SECTION PREMIÈRE.

DES MANŒUVRES QUI N'APPARTIENNENT PAS AU GRÉEMENT.

MANŒUVRES DU GOUVERNAIL.

Drosse.

On appelle drosse le cordage qui sert à manœuvrer la barre du gouvernail.

A bord des petits bâtimens qui manœuvrent la barre à la main, ce qu'on appelle gouverner à barre franche, la drosse n'est qu'un garant passant dans deux poulies simples aiguilletées en à bord, et dans deux clans pratiqués à l'extrémité de la barre.

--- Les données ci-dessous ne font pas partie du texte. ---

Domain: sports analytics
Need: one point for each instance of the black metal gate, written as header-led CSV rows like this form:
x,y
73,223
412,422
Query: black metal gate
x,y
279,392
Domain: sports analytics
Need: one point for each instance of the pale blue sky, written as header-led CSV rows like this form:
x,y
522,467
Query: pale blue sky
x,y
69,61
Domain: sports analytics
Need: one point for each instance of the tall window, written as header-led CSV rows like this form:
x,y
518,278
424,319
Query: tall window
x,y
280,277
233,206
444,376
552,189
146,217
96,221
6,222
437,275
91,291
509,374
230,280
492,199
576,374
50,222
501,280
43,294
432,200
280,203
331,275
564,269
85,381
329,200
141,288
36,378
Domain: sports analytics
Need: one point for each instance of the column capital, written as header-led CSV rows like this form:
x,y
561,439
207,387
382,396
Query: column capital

Mais dans les navires d'une plus grande dimension, la barre est mise en mouvement par le moyen d'un cylindre placé horizontalement sur deux montans en avant du mât d'artimon. Aux extrémités du cylindre, mais en dedans des montans, on adapte deux roues dont les rayons dépassent d'une quantité nécessaire pour être saisis à la main lorsqu'on veut faire tourner le cylindre.

La drosse se cloue sur son milieu, l'enveloppe par trois ou quatre tours. Si la barre est sous le pont supérieur, les deux branches de la drosse le traversent perpendiculairement, passent l'une à tribord, l'autre à bâbord, dans des galoches fixées aux murailles, de là dans des mortaises pratiquées aux deux côtés de la barre, près de son extrémité, et sont raidies par des palans dont les poulies simples sont crochées à des pitons sur les barres, et qui leur servent ainsi de dormant, lorsque leurs garans sont amarrés et genopés.

L'extrémité de la barre se repose et court sur une pièce de bois circulaire garnie de rouleaux, appelée tamisaille, et clouée aux baux supérieurs.

Si la barre est sur le pont supérieur, les deux branches de la drosse passent dans des poulies de retour fixées sur le pont à leur aplomb, passent dans des galoches contre le bord, pour de là venir s'amarrer sur les pitons de l'extrémité de la barre, ou passer dans des poulies aiguilletées sur ces pitons, et venir faire dormant contre le bord à côté des galoches.

Les drosses sont en filin de premier brin non goudronné, ou plus généralement en cuir.

Sauve-Gardes.

Les sauve-gardes du gouvernail font dormant, l'une à tribord, la seconde à bâbord, sur de forts pitons chevillés sur membre, de l'avant des bouteilles; elles descendent ensuite le long de la voûte où on les assujettit par des crampes, et se marient ensuite à deux bouts de chaîne en cuivre, fixés de chaque côté de la face du gouvernail, au-dessus de la partie submergée.

Elles servent à tenir le gouvernail le long du bord, lorsqu'il est enlevé de ses ferrures par un échouage ou tout autre accident.

Bragues.

La brague n'est qu'un bout de cordage qu'on passe successivement dans deux boucles, l'une chevillée à l'étambord, et l'autre du même côté sur la mèche du gouvernail; on ne laisse que le mou nécessaire à son jeu et on épisse les bouts.

On en place une de chaque côté. Leur but est d'empêcher le gouvernail de s'élever au-dessus de ses ferrures, et par conséquent de se démonter par le choc qu'il éprouve dans un échouage, lorsque le navire talonne; mais comme elles sont rompues dans ce cas, et que, si elles résistent trop, elles peuvent concourir à faire casser les aiguillettes dans leur femelots, on les supprime souvent.